SNPs are in a similar boat. They’re a single nucleotide change in the underlying gene. If they’re coding and nonsynonymous (that is, in the part of the gene that gets translated, and the codon that results from the change does not code for the same amino acid as the old one), you get a change in the primary structure (sequence) of the protein. This may modify the properties of the protein considerably - quite a few SNPs show decreased fitness (enhanced succeptibility to multifactorial diseases such as Alzheimer’s, heart disease, etc), while a few show a protective effect (the Milano mutant phenotype of Apolipoprotein A-1 in the case of heart disease).
Then there’s things like NRPSs - Non-Ribosomal Peptide Synthesis. This is important for figuring out how bacteria and fungi produce those weird molecules that we use as antibiotics. If we can understand how, mechanistically, we can string together the NRPS genes into an ‘assembly line’ for a peptide, and we may be able to fundamentally improve our ability to produce antibiotics.

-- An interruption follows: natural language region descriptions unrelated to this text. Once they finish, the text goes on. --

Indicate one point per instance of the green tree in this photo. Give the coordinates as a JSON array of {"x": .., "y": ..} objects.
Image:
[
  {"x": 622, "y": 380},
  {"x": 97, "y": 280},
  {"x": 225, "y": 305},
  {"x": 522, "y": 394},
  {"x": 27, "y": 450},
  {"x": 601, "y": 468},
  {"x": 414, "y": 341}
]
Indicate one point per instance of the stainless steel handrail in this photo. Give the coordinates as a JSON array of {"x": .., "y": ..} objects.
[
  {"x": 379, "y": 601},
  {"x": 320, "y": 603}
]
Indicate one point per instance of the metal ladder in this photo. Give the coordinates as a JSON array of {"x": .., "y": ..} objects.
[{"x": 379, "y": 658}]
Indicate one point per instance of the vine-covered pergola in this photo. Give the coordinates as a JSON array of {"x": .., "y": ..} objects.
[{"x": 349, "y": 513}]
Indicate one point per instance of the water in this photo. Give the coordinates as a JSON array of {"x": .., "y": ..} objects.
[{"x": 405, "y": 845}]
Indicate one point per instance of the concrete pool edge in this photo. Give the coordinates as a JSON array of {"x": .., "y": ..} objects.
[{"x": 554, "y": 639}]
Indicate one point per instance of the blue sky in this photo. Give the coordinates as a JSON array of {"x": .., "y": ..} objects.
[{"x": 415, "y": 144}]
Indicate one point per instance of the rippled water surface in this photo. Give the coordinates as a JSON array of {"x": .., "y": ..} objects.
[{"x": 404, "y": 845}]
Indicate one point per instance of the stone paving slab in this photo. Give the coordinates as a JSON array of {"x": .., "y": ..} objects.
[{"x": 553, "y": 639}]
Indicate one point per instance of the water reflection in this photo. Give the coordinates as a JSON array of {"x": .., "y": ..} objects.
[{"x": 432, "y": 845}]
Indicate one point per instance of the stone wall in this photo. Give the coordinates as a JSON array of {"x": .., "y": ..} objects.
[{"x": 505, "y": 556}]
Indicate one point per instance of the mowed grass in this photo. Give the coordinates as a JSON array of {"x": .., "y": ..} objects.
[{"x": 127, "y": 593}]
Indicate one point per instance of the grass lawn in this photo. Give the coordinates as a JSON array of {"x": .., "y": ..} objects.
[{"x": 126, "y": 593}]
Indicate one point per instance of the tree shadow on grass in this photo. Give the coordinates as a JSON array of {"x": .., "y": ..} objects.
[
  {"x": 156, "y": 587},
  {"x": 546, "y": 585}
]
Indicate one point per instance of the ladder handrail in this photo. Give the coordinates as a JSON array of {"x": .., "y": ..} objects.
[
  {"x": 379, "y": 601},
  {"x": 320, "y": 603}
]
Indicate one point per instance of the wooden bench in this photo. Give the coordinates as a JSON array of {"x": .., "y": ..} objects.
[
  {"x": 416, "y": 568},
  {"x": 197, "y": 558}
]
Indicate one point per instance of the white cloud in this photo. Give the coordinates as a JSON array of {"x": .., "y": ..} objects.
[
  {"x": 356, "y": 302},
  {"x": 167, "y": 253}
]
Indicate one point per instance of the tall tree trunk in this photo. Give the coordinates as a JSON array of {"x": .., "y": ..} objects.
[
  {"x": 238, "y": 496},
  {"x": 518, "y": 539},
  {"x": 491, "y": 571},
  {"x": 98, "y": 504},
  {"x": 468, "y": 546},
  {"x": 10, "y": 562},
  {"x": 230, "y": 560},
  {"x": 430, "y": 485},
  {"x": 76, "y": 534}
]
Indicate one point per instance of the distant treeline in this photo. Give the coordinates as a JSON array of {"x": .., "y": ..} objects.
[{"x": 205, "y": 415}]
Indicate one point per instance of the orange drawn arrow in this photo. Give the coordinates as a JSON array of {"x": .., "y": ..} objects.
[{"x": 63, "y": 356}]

Oh, and speaking of antibiotics - that’s all 3D-molecular-interaction. Computation out the wazoo - anything better than our current molecular simulations would be awesome. Simulating atomistically and Newtonially (that is, no quantum mechanics, and thus no chemistry; each atom is just a ball), we can simulate maybe a million atoms, for 10 nanoseconds or so. This’ll take at least a month. If someone can come up with an accurate coarse-grained simulation that runs fast and can explore the microsecond-timescale, it’ll be a huge boon for molecular biologists.
And that’s just scratching the surface. I didn’t mention the ‘classical’ bioinformatics work of sequence analysis, which is the workhorse of the computational biologist, or biological networks modeling (molecular, cellular, physiological, ecological…) but there’s a ton of stuff going on there too.

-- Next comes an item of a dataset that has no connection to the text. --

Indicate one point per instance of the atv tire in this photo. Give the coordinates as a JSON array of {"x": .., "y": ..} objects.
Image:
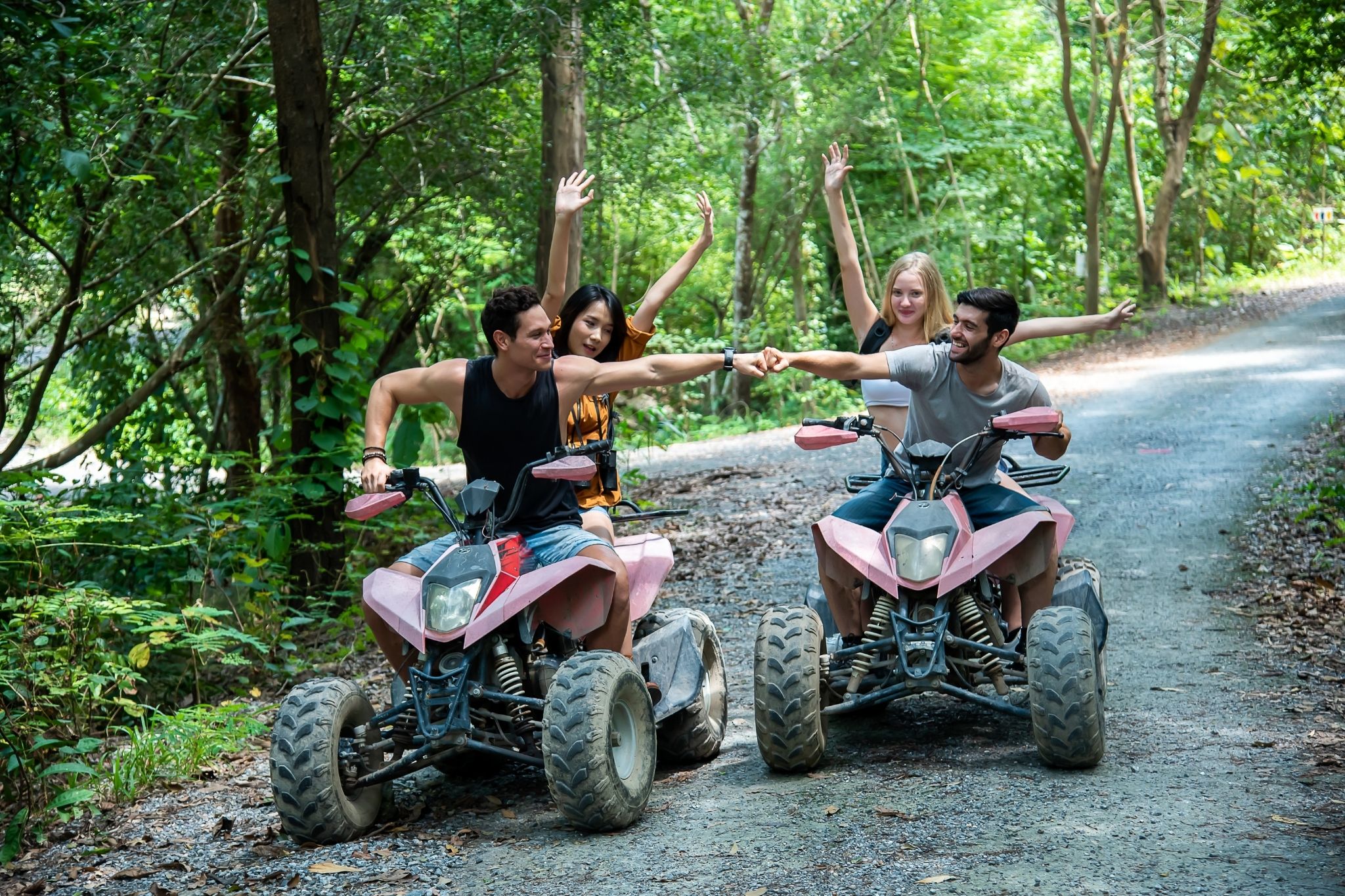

Bioinformatics and data mining are getting hot at the moment, and us calculus-challenged bench jockeys need help creating analytical tools. Another area is Systems Biology, where a cell, organ, organ system or organism is treated as a whole and analyzed as a whole in response to envronmental changes. It requires a huge amount of data processing because you’re dealing with an aggregate of subsystems. You need to be able to formally describe the state of each subsystem as well as the state of the whole in order to create an accurate mathematical model of the system. This starts to get into chaos theory and strange attractors and how they can apply to a wide range of molecular biochemistry investigations.

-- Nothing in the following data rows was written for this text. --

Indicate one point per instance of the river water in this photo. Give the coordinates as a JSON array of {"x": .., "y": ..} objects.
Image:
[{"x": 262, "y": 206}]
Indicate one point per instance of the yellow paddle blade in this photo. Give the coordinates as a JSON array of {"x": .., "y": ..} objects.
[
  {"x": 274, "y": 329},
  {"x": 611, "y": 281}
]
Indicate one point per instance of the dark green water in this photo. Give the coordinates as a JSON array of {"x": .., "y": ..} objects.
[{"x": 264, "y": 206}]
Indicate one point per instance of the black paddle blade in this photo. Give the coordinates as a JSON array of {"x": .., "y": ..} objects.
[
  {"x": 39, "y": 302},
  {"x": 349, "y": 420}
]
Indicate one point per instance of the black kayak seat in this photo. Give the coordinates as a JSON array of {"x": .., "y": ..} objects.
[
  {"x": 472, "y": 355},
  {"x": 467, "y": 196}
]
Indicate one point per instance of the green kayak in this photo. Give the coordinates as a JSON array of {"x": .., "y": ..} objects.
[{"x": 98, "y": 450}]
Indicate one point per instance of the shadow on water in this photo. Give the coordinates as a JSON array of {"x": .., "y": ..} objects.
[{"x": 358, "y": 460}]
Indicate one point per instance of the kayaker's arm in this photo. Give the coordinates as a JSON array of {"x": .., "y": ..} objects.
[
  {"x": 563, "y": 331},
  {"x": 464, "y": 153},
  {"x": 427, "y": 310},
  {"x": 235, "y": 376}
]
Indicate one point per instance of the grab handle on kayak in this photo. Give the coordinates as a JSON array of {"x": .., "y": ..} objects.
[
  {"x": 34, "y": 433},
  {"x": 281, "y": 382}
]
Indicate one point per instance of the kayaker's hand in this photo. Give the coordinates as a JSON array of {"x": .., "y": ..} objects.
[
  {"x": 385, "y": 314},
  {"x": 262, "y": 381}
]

Thanks for the responses. Does anyone know the answer to my other question, namely, what do we know about how the cellular machinery evolved? Also, does any prokaryote have a complete protein map?
The closest would be E. coli K-12 MG1655. I don’t think we have every single possible combination of PTMs for every protein, protein complex, or derived peptide, but it’s probably the closest we have to what you want. There are reasonably complete metabolome and protein-protein interaction maps available too.